China’s central bank on Monday cut the main benchmark interest rate that the country’s commercial banks use in issuing one-year bank loans, the latest in a series of steps by the government to address falling apartment prices, weak consumer spending and broad debt troubles.

But the reduction, the second time in two months that the government has pushed down commercial banks’ lending rates, was smaller than expected. The modest cut was the latest sign that the government’s usual tools for addressing an economic slowdown may have lost some of their effectiveness, economists said.

“This will provide only modest support to credit growth and wider economic activity,” Capital Economics, a London research firm, said in a note.

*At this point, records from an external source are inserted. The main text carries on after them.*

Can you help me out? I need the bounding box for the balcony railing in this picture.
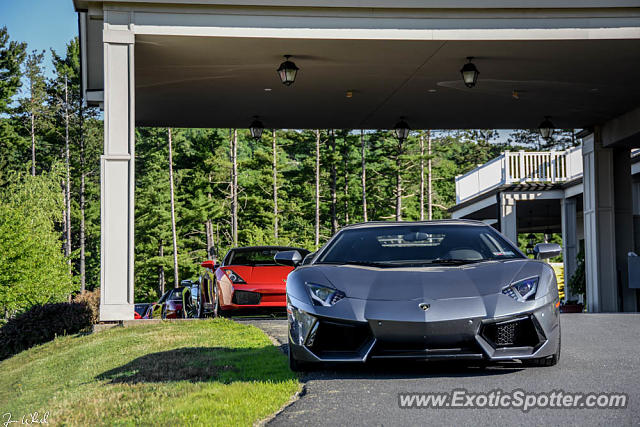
[456,147,582,203]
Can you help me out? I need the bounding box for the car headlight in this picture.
[305,283,346,307]
[287,298,316,345]
[224,268,247,284]
[502,277,539,301]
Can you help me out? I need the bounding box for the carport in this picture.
[74,0,640,320]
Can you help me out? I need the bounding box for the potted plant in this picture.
[560,249,587,313]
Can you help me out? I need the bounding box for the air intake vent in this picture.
[481,317,544,348]
[231,291,260,305]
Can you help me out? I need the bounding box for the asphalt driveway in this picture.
[240,314,640,426]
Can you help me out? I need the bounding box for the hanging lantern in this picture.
[277,55,299,86]
[538,116,555,139]
[460,56,480,88]
[393,117,411,142]
[249,116,264,140]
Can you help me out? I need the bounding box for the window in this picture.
[316,224,523,266]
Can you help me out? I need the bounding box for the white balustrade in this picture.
[456,147,582,203]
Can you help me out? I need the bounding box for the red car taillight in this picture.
[224,268,247,284]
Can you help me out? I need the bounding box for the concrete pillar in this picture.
[100,29,135,320]
[631,176,640,255]
[612,148,637,311]
[561,197,578,301]
[582,128,636,312]
[500,193,518,247]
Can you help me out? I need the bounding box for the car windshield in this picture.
[225,248,308,267]
[134,304,148,316]
[169,288,183,301]
[316,224,522,267]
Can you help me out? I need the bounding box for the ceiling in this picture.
[135,35,640,129]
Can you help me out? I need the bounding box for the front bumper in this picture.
[221,284,287,310]
[287,298,559,362]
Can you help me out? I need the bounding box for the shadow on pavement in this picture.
[298,360,524,382]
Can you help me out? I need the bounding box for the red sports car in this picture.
[196,246,309,317]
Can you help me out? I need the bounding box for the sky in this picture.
[0,0,78,77]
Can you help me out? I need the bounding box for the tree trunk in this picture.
[360,129,367,222]
[272,129,278,244]
[167,128,180,288]
[342,135,349,224]
[205,174,215,258]
[158,240,166,296]
[315,129,320,249]
[396,141,402,221]
[64,76,71,273]
[80,171,87,291]
[231,129,238,246]
[427,129,433,220]
[204,219,213,259]
[80,102,87,292]
[331,129,338,235]
[420,131,424,221]
[31,95,36,176]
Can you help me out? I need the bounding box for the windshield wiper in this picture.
[425,258,490,265]
[316,260,392,268]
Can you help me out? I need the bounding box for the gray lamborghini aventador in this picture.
[275,220,561,370]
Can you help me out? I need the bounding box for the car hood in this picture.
[223,265,293,285]
[314,259,541,301]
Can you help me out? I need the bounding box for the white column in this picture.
[582,132,618,312]
[100,29,135,320]
[561,197,578,301]
[500,193,518,247]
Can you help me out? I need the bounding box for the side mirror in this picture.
[533,243,562,259]
[273,251,302,267]
[200,260,219,271]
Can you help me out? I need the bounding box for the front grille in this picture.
[482,317,540,348]
[307,320,372,352]
[231,291,260,305]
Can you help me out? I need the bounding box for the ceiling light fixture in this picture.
[277,55,299,86]
[460,56,480,88]
[393,117,411,142]
[538,116,555,139]
[249,116,264,141]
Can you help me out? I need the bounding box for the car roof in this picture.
[341,219,488,230]
[229,245,306,252]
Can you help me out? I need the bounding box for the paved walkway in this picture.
[240,314,640,426]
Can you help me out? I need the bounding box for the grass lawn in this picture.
[0,319,299,425]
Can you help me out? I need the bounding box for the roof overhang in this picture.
[74,0,640,135]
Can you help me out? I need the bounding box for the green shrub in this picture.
[73,288,100,325]
[0,302,94,360]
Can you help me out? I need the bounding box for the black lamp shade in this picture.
[538,117,555,139]
[393,120,411,142]
[278,55,299,86]
[460,58,480,88]
[249,119,264,139]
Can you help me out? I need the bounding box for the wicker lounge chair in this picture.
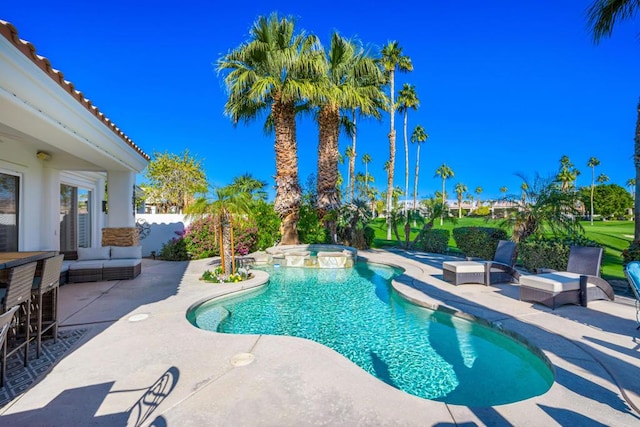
[442,240,520,286]
[520,246,614,309]
[624,261,640,329]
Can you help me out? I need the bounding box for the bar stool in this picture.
[31,255,64,358]
[1,262,37,372]
[0,305,19,387]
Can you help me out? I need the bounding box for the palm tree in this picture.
[456,182,467,218]
[501,177,582,242]
[229,173,268,201]
[187,184,252,274]
[411,125,429,227]
[596,173,611,185]
[362,153,371,189]
[587,0,640,240]
[476,187,484,211]
[316,33,384,241]
[627,178,636,197]
[435,163,454,225]
[398,83,420,215]
[217,13,323,244]
[380,41,413,240]
[587,157,600,225]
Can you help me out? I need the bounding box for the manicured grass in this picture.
[371,217,634,279]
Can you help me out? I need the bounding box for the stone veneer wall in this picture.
[102,227,139,246]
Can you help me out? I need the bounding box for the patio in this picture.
[0,251,640,426]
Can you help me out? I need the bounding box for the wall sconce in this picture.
[36,151,51,162]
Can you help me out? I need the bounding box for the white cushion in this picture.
[442,261,484,274]
[111,246,142,259]
[103,258,142,268]
[520,271,580,294]
[78,246,111,261]
[69,260,104,271]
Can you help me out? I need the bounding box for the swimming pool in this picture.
[188,262,553,406]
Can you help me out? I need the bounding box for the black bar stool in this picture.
[31,255,64,358]
[1,262,37,372]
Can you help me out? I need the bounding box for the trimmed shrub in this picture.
[518,236,600,272]
[158,236,188,261]
[453,227,507,260]
[622,240,640,266]
[414,229,450,254]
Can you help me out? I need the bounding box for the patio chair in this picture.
[520,246,614,310]
[0,262,38,367]
[31,254,64,359]
[0,305,19,387]
[442,240,520,286]
[624,261,640,329]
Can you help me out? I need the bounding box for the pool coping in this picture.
[0,250,640,426]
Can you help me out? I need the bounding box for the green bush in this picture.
[471,206,491,216]
[518,236,601,272]
[453,227,507,260]
[622,240,640,266]
[414,229,450,254]
[158,236,188,261]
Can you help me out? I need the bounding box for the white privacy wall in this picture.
[136,214,190,256]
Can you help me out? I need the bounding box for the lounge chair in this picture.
[442,240,520,286]
[624,261,640,329]
[520,246,614,310]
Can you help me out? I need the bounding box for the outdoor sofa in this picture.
[60,246,142,283]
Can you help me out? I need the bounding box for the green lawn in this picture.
[371,218,634,279]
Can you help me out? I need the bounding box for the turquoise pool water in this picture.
[188,263,553,406]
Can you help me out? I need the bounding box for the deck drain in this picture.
[127,313,149,322]
[231,353,256,366]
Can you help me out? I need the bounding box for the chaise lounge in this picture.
[520,246,614,310]
[442,240,520,286]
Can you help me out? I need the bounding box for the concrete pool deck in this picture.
[0,251,640,426]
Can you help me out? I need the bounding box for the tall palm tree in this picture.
[217,13,324,244]
[398,83,420,215]
[476,187,484,211]
[362,153,371,190]
[596,173,611,185]
[435,163,454,225]
[456,182,467,218]
[315,33,384,241]
[380,41,413,240]
[587,0,640,240]
[411,125,429,222]
[626,178,636,197]
[187,185,252,274]
[587,157,600,225]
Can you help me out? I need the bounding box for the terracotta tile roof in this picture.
[0,19,149,160]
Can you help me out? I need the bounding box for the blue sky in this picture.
[0,0,640,200]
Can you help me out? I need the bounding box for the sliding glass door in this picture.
[0,173,20,252]
[60,184,92,251]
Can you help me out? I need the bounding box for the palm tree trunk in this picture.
[633,101,640,240]
[316,105,340,243]
[404,110,409,217]
[387,70,396,240]
[349,109,357,203]
[271,98,302,245]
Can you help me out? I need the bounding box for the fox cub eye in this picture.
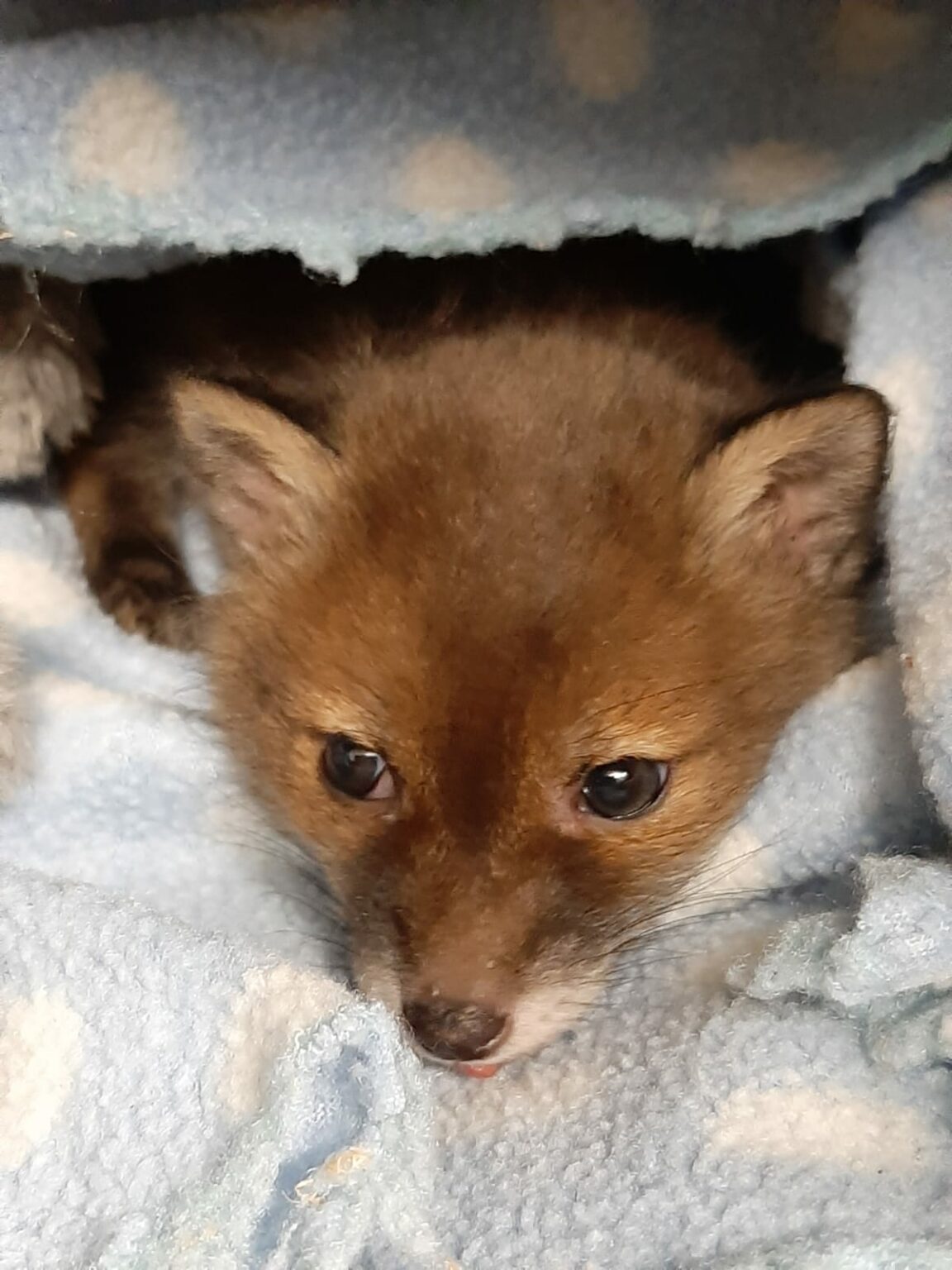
[321,733,396,799]
[581,758,669,820]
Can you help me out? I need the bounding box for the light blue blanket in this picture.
[0,0,952,1270]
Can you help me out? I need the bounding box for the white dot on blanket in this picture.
[831,0,929,79]
[0,991,83,1168]
[0,551,85,630]
[549,0,651,102]
[713,141,836,207]
[62,71,192,197]
[225,0,348,57]
[395,133,512,221]
[707,1085,945,1172]
[29,671,123,710]
[914,180,952,235]
[218,965,348,1119]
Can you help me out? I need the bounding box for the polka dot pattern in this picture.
[62,71,193,198]
[0,990,83,1170]
[549,0,651,102]
[396,135,513,221]
[715,141,836,207]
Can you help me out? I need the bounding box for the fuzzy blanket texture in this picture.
[0,0,952,1270]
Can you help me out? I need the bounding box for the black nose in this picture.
[403,997,509,1063]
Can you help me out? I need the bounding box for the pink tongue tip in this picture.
[455,1063,499,1081]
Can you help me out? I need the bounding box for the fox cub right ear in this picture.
[169,379,338,557]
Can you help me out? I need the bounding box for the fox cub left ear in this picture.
[687,387,890,593]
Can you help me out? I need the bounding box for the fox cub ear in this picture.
[687,387,890,592]
[169,379,336,556]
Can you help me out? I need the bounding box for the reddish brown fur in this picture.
[67,242,883,1057]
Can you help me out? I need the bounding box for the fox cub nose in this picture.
[403,997,509,1063]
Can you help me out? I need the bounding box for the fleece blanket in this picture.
[0,0,952,1270]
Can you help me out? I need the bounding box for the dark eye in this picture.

Stocks in Hong Kong, where many of China’s biggest companies trade, fell more than 1 percent Monday, while shares in mainland China were down about 0.50 percent.

Cutting interest rates slightly makes it a little cheaper for companies and households to borrow money and to make payments on existing loans. The interest rates on most loans are reset annually, often at the start of each year, so the full effects of Monday’s action may be delayed.

The central bank, the People’s Bank of China, reduced the one-year interest rate for commercial bank loans by a tenth of a percentage point to 3.45 percent, less than expected. But it did not reduce its benchmark interest rate for commercial banks’ five-year loans, leaving it at 4.2 percent.

A survey of 35 economists by Reuters last week showed that all of them expected the central bank to reduce interest rates for five-year loans as well as one-year loans. The five-year loans are mainly used for setting the interest rates on mortgages.

Last week, the central bank lowered borrowing costs for commercial banks by 0.15 percentage points. By making a more modest cut in the lending rates, policymakers were, in effect, widening the profit margins for banks.

China’s commercial banks have lent massively in recent years to real estate developers and home buyers — the same groups that have been hit hardest by China’s housing crash.

More than 50 real estate developers have already defaulted or stopped payments on overseas bonds. Country Garden has become the country’s largest developer to run into financial difficulties in the past two weeks.

The opaque accounting of China’s state-controlled financial system has made it difficult for outsiders to discern the scale of the banks’ real estate-related losses. Wider profit margins on loans could help these banks accumulate more reserves to offset these losses.